“Tells an interesting story, both stimulating and captivating for the viewer, yet it struggled to combine such drama and intensity with its thought-provoking plot…”
David Cronenberg may have to wait a while longer for his first Oscar-nomination, with A Dangerous Method a potentially fascinating, yet quite lacklustre feature film.
Airing at the BFI London Film Festival, A Dangerous Method - inspired on factual events, tells the story of the intense relationship between psychologists’ Carl Jung (Michael Fassbender) and Sigmund Freud (Viggo Mortensen), with Sabina Spielrein (Keira Knightley) at the heart of events, as Jung begins a sexual affair with his emotionally unstable patient, all of this in sync with the founding of psychoanalysis.
Cronenberg’s latest feature certainly tells an interesting story, both stimulating and captivating for the viewer, yet it struggled to combine such drama and intensity with its thought-provoking plot – failing to find a middle ground between intellectual complexity, and accessibility.
Aside from the intriguing facial hair on show, particularly Mortensen’s offering, the film had a few too many flaws which prevented it being the movie it so could have been, especially with such a talented line up of filmmakers and cast members.
Firstly, I found it incredibly frustrating that Knightley was the only character putting on an accent – as Spielrein, of Russian heritage. However, the other characters simply spoke with English accents. This bothered me due to its inconsistency – I feel that in a serious study of such a period of time, it must be decided that the characters either speak with accents of those they are portraying – or all speak in English, not both.
Also, I know we’re supposed to think that Knightley has put in a fantastic performance as the mental patient, but as far as I’m concerned, it couldn’t be more of the opposite. A series of wailing and crying does not automatically make it an inspiring performance. I found the role exasperating, and completely over-acted. I may be in a minority, but I’m not convinced at all.
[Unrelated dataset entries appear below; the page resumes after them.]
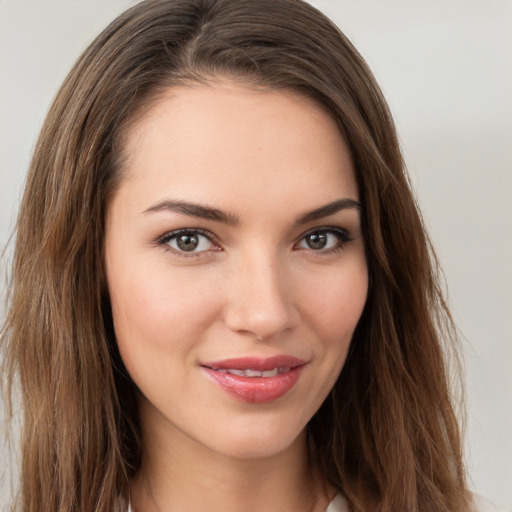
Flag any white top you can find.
[128,494,505,512]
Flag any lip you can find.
[201,355,307,403]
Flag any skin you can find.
[106,81,368,512]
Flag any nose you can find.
[224,251,299,340]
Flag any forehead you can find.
[114,82,358,214]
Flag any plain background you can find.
[0,0,512,508]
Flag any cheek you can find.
[108,264,219,370]
[304,264,368,350]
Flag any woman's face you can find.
[106,82,368,457]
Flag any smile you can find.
[212,366,291,377]
[201,355,307,404]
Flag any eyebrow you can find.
[143,199,240,226]
[142,198,362,226]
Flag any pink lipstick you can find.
[201,355,306,403]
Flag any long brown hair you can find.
[2,0,467,512]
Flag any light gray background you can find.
[0,0,512,508]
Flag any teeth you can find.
[217,366,290,377]
[243,370,264,377]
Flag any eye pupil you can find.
[176,234,199,251]
[306,233,327,249]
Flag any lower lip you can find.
[203,365,304,404]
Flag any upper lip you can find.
[201,355,306,372]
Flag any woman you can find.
[3,0,492,512]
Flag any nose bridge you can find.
[225,247,297,339]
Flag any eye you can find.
[297,228,351,252]
[158,229,218,256]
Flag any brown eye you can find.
[176,234,199,252]
[297,228,351,253]
[304,232,328,251]
[159,229,217,254]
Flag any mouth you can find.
[201,355,307,403]
[211,367,291,378]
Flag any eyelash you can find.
[156,227,353,258]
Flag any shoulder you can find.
[325,494,505,512]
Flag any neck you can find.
[131,400,333,512]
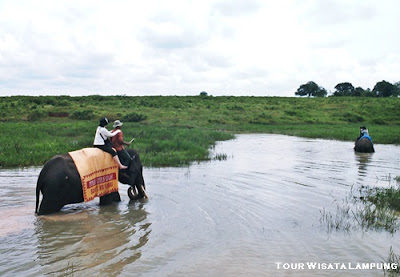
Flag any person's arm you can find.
[101,128,121,138]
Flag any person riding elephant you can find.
[356,126,370,141]
[93,117,128,169]
[111,120,131,166]
[354,126,375,153]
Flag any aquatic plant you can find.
[320,183,400,234]
[384,246,400,276]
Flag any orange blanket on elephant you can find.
[68,148,118,202]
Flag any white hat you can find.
[113,120,124,128]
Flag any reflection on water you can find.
[0,135,400,276]
[35,204,151,276]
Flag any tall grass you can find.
[0,121,233,167]
[0,95,400,166]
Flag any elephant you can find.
[35,149,148,215]
[354,136,375,153]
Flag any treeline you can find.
[295,80,400,97]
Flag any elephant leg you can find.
[100,191,121,206]
[136,184,149,199]
[38,197,64,215]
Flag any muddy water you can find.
[0,135,400,276]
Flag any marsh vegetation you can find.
[0,95,400,167]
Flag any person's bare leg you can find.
[113,155,128,169]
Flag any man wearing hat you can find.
[111,120,131,165]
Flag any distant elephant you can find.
[354,136,375,153]
[35,149,147,215]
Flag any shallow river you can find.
[0,135,400,276]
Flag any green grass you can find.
[0,95,400,167]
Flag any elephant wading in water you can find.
[354,126,375,153]
[35,149,148,215]
[354,137,375,153]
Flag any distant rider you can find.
[356,126,372,142]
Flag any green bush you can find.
[28,110,47,121]
[69,110,94,120]
[121,113,147,122]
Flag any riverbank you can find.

However, the same certainly can’t be said of Fassbender. His performance, just as it always seems to be, is highly impressive. He caught the cerebral side to Jung, but made the character personal, showing an idealistic, romantic soul behind the academic façade. On a side note, I’d love to know what Freud and Jung would think of Fassbender’s sexually obsessed character in upcoming feature Shame – I’m sure he’d be quite the subject.
Another misgiving I had was also regarding the character of Spielrein, who began the film as a mental patient, whose illness was so strong and inherent it seemed almost incurable. However, with little emphasis on her treatment by Jung, her transformation from psychopath to psychoanalysis seemed quite hasty and unexplained.
It’s an interesting drama, and mentally challenging, with, Knightley aside, strong performances from the cast – including a fun cameo by Vincent Cassel as Otto Gross.
But overall I just don’t believe enough happened, and at the very end of the film when it tells the audience what became of all of the leading characters – their stories seemed to become even more enticing as time went on - leading me to believe that although portraying three highly-intriguing characters, it may have just been done at the wrong period of time in their lives.